Это было сумасшествие. Сет Риджуэй снова и снова видел перед глазами эту сцену: салон лимузина, стонет от боли телохранитель Ребекки Уэйнсток на переднем сиденье, голова убийцы откидывается назад, лицо расслабляется, кровь, которую вытирают с лезвия складного ножа.
Сет сразу узнал Страттона. Но прежде чем он смог произнести хоть слово, чьи-то руки вытащили его из лимузина и перенесли в седан, ждавший неподалеку. Промокший и продрогший Риджуэй трясся на заднем сиденье седана, пулей летевшего от того места; за рулем сидел Джордан Хайгейт, напарник Страттона, сам Страттон сидел на переднем сиденье.

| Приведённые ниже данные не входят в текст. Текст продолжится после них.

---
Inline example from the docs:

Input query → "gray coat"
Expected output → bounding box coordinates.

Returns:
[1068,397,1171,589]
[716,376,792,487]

Хайгейт гнал седан на юг от Марина-дель-Рей. По дороге они заехали в торговый центр у Лонг-Бич, Страттон зашел и через полчаса вернулся с сухой одеждой, бумажным пакетом с туалетными принадлежностями и, самое главное, горячим кофе. Руки у Риджуэя так тряслись, что Страттону сначала пришлось поить его из чашки, как маленького.
В машине царила тишина. Хайгейт вел седан, профессионально объезжая забитые автострады. Сет напился горячего кофе, переоделся в сухое, но не спускал глаз со своего окровавленного халата с мокрой пачкой тысячедолларовых купюр в кармане.
Первые сорок пять минут Сет наслаждался жизнью, сухостью и теплом. Но по мере того, как его тело возвращалось к жизни, его все больше охватывало подозрение, а потом и гнев, когда Страттон с Хайгейтом объяснили ему, что работают на АНБ.
– Так значит, я не случайно встретился с вами в Цюрихе, – злился Сет. Шины шуршали по мокрой дороге. Он не сводил глаз со Страттона. – И вы следили за мной с моего возвращения из Цюриха.
– С того момента, как вы появились в консульстве, – кивнул Страттон.
– Вы использовали меня как наживку, ожидая, что кто-то клюнет, – сказал Сет. – Надеясь поймать тех, кто приходил сегодня к моей яхте.
Страттон кивнул снова.
– Черт бы вас взял, – кипятился Риджуэй. – Кто дал вам право играть Господа Бога в моей жизни?
– Здесь речь не идет о правах, – ответил Страттон у него за спиной в номере мотеля. – Мы через это уже прошли. Давайте обсудим все, когда вы справитесь, я надеюсь, с чувствами.
– Нечего здесь обсуждать, – бросил Риджуэй, повернувшись к Страттону, сидевшему на кровати. Хайгейт невозмутимо стоял у двери, пока Сет примерялся к размерам окон и дверного проема, оценивая свои шансы на побег. Страттон заметил.
– И не думайте, – сказал он. – Мы здесь как в сейфе. Стальные двери, пуленепробиваемые стекла, автономная подача воздуха. Дверь на электронном замке. Никто отсюда не выйдет, пока портье не нажмет на нужные кнопки, а он этого не сделает, пока я не дам ему нужный код. Никто не выйдет, никто не войдет… – Он уселся поудобнее. – Не вижу причин, почему мы не могли бы обо всем поговорить… О сотрудничестве…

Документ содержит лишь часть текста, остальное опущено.